Notstandshilfebezieherin Christine (41) aus Horn zahlt für ihre kleine Wohnung 440 Euro plus 20 Euro extra für ihr kleines Hündchen.

Im letzten Jahr erfüllte sich für Christine (Name geändert, Name der Redaktion bekannt) aus Horn endlich einen Herzenswunsch: Eine kleine, aber feine Wohnung mitten in der City.

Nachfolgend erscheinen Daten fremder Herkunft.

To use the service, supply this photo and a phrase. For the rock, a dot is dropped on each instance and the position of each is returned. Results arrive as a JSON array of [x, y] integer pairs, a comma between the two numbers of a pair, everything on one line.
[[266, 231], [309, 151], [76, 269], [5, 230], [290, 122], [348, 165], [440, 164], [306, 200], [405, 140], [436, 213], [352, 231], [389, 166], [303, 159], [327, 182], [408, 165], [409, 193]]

Gemeinsam mit Hündchen "Lieselotte" zog die 41-jährige Notstandshilfebezieherin ins 47 Quadratmeter große Apartment: "440 Euro Miete verlangte der Vermieter. Als er erfuhr dass ich einen Hund habe, wollte er 460 Euro – also 20 Euro extra für Lieselotte. Auch bei der Kaution, drei Monatsmieten, zahlte ich 60 Euro mehr."

Immoblienmakler Klemens Kofler: "Man zahlt immer nur fürs Objekt, egal wieviele Personen und nie extra für den Hund." Etwas anders sieht dies der Badener Rechtsanwalt Gottfried Forsthuber: "Das ist durchaus üblich und gerechtfertigt. Ein Hund führt ja auch zu einer stärkeren Abnutzung des Bodens."

"Will Hundefrisörin werden"

Die Traumwohnung hielt Christines Erwartungen nicht ganz stand: "47 Quadratmeter steht im Vertrag, ich glaube es sind nur 37. Und ich wohne neben einem Lokal, es ist nachts oft sehr laut", so die Hornerin zum "Bezirksblatt".

Sobald die 41-Jährige wieder arbeitsfähig ist, will sie eine Schulung zur Hundefrisörin machen, einen eigenen Salon haben und dann vielleicht doch in eine größere Wohnung ziehen ... ohne Extra-Miete für Vierbeiner.